Au printemps 2023, toutefois, elle a pris conscience que les taux montraient une désagréable persévérance dans leur ascension.

« Là, je me suis dit : oh là là ! Je vais quand même regarder combien j’aurais à payer au renouvellement ! »

Ces projections se sont révélées éloquentes.

« J’ai calculé comme si je renouvelais en décembre 2024 à un taux de 7 %, décrit-elle. J’ai évalué que ça allait me coûter environ 210 $ par mois de plus. »

Le surcoût de 12 600 $ sur cinq ans était préoccupant pour une retraitée qui maintient fermement les cordons de sa bourse.

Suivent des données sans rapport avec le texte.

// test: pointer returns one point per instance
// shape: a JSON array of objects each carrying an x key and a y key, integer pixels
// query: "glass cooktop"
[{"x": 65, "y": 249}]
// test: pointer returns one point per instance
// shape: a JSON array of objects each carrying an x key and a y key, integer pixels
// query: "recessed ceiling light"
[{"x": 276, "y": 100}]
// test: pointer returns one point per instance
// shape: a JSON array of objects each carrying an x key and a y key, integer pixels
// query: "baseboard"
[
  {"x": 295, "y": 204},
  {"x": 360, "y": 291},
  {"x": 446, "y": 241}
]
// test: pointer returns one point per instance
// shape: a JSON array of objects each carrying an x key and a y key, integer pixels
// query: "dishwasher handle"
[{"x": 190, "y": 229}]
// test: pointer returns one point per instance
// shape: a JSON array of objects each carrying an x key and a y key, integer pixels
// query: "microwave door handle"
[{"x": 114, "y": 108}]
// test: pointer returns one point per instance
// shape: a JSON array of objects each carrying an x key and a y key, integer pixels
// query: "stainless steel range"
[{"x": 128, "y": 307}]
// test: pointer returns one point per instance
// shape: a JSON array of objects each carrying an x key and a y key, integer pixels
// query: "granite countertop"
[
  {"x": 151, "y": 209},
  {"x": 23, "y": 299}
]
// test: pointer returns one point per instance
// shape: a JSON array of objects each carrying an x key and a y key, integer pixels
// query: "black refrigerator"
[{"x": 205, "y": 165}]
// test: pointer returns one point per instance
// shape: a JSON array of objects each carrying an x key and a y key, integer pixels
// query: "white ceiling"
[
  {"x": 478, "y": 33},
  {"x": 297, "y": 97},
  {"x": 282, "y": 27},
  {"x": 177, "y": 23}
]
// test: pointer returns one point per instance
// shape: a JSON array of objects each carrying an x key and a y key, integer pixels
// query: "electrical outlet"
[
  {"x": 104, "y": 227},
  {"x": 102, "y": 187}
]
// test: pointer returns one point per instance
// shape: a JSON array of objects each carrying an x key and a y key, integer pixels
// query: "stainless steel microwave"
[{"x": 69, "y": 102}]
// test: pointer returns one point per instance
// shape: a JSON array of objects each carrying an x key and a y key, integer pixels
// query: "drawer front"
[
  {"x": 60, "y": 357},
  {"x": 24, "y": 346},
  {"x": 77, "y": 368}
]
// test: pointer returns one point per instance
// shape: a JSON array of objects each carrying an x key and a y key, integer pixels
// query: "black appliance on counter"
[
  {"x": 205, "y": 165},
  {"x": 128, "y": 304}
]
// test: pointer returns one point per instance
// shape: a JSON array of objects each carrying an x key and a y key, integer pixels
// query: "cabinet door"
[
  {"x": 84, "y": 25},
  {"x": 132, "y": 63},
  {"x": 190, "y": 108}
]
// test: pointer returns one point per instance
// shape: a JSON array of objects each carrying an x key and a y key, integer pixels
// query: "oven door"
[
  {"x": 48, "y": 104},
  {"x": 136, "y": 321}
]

« Je me suis dit : si j’accepte cette augmentation, c’est un peu embêtant. Qu’est-ce que ça donnerait si je faisais un remboursement anticipé ? »

— Joëlle Saint-Pierre

Son contrat hypothécaire lui permettait d’effectuer chaque année un versement de capital équivalant à 15 % de l’emprunt au début du terme. Elle pouvait donc effectuer un premier remboursement de 27 000 $ en 2023. Elle en a planifié un second de 20 000 $ dès le début de la cinquième année du terme, en décembre 2023.

Avec cette stratégie, ses calculs montraient que le solde hypothécaire se trouverait réduit à 69 000 $ au moment du renouvellement, en décembre 2024.

En supposant alors un taux fixe de 7 % et un amortissement de cinq ans, « les paiements demeurent autour de 1380 $ par mois et le solde est à 0 en décembre 2029 », constate-t-elle.

À cette date, « ma maison est à moi ! »

Passer à l’action

« Je suis très privilégiée d’avoir la disponibilité financière pour recourir à cette solution. »

Une disponibilité à laquelle sa prévoyance n’est pas étrangère, tout de même.

L’argent provient en large partie des revenus d’appoint accumulés durant les premières années de sa retraite.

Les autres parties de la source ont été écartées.